Compile the Rust code to Wasm

You can build the standard Cargo command into a WebAssembly function.

git clone https://github.com/second-state/WasmEdge-go-examples.git
cd rust_tflite_food
cargo build --target wasm32-wasi --release
cp target/wasm32-wasi/release/rust_tflite_food_lib.wasm ../
cd ../

You can use our AOT compiler wasmedge compile to instrument the WebAssembly file to make it run much faster. Learn more.

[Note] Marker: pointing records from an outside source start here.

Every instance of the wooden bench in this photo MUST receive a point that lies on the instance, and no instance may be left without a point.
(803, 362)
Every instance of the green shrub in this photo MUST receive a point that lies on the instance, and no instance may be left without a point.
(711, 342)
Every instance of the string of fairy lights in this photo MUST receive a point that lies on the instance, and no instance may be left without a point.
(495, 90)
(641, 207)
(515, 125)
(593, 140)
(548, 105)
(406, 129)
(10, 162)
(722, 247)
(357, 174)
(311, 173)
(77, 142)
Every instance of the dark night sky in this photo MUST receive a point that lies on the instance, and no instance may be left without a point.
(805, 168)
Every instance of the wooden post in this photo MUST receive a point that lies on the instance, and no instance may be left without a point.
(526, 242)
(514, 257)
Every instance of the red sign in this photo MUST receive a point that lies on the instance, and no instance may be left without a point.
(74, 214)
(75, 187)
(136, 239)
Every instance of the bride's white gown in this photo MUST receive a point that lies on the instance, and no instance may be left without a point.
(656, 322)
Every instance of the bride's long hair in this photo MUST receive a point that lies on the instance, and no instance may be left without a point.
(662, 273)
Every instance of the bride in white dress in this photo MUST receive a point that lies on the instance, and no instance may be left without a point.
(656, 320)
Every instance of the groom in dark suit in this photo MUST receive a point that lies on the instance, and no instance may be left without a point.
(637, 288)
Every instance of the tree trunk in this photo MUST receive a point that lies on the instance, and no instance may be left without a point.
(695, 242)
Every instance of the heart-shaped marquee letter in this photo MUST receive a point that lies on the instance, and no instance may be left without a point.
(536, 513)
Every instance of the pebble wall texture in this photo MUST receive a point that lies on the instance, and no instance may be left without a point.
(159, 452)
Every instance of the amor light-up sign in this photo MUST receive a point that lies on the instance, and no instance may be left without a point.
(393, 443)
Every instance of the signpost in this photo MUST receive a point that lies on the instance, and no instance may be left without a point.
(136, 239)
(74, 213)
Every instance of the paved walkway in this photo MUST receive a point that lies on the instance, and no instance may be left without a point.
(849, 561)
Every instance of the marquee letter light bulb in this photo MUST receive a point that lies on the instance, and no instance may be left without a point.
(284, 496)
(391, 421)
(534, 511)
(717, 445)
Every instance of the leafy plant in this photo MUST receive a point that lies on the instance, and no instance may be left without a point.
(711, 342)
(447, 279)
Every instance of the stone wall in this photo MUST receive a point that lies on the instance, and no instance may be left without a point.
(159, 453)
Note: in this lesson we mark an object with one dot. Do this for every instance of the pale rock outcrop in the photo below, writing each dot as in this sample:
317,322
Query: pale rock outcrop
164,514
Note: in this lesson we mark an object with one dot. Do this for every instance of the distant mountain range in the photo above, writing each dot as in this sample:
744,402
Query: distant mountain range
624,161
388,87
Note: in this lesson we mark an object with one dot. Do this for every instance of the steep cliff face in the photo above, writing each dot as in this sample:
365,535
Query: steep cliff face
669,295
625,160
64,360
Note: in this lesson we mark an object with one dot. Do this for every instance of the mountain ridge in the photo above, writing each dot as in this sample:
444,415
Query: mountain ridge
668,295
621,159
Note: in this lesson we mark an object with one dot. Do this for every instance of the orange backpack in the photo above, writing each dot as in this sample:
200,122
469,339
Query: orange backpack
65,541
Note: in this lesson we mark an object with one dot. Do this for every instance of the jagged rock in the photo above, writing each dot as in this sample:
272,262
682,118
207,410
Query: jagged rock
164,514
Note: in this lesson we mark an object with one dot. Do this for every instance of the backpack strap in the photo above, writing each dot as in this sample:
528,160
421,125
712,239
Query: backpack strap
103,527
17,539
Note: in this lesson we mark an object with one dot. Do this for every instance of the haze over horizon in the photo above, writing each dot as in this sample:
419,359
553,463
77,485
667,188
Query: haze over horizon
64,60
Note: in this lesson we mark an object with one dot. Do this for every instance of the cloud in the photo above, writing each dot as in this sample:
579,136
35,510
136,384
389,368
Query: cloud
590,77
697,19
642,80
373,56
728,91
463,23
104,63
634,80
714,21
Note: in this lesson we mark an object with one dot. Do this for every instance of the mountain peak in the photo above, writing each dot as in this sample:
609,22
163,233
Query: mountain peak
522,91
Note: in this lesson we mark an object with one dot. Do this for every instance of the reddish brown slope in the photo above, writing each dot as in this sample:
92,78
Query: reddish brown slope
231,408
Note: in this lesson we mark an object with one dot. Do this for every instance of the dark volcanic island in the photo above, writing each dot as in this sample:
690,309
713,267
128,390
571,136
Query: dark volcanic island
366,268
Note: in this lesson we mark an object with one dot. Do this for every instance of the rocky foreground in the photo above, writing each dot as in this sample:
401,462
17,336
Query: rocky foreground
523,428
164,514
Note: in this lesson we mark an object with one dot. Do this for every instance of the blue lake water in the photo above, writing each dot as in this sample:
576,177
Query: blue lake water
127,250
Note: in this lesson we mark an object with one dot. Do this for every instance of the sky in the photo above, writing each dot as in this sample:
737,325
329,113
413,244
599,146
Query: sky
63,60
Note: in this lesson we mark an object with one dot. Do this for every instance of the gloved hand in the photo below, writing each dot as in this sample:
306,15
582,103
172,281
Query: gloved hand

wasmedge compile rust_tflite_food_lib.wasm rust_tflite_food_lib.wasm

Go host app

The Go host app source code shows how to instantiate a WasmEdge runtime with the Tensorflow extension, and how to pass the image data to the Rust function in WasmEdge to run the inference.

func main() {
// Expected Args[0]: program name (./tflite_food)
// Expected Args[1]: wasm file (rust_tflite_food_lib.wasm)
// Expected Args[2]: input image name (food.jpg)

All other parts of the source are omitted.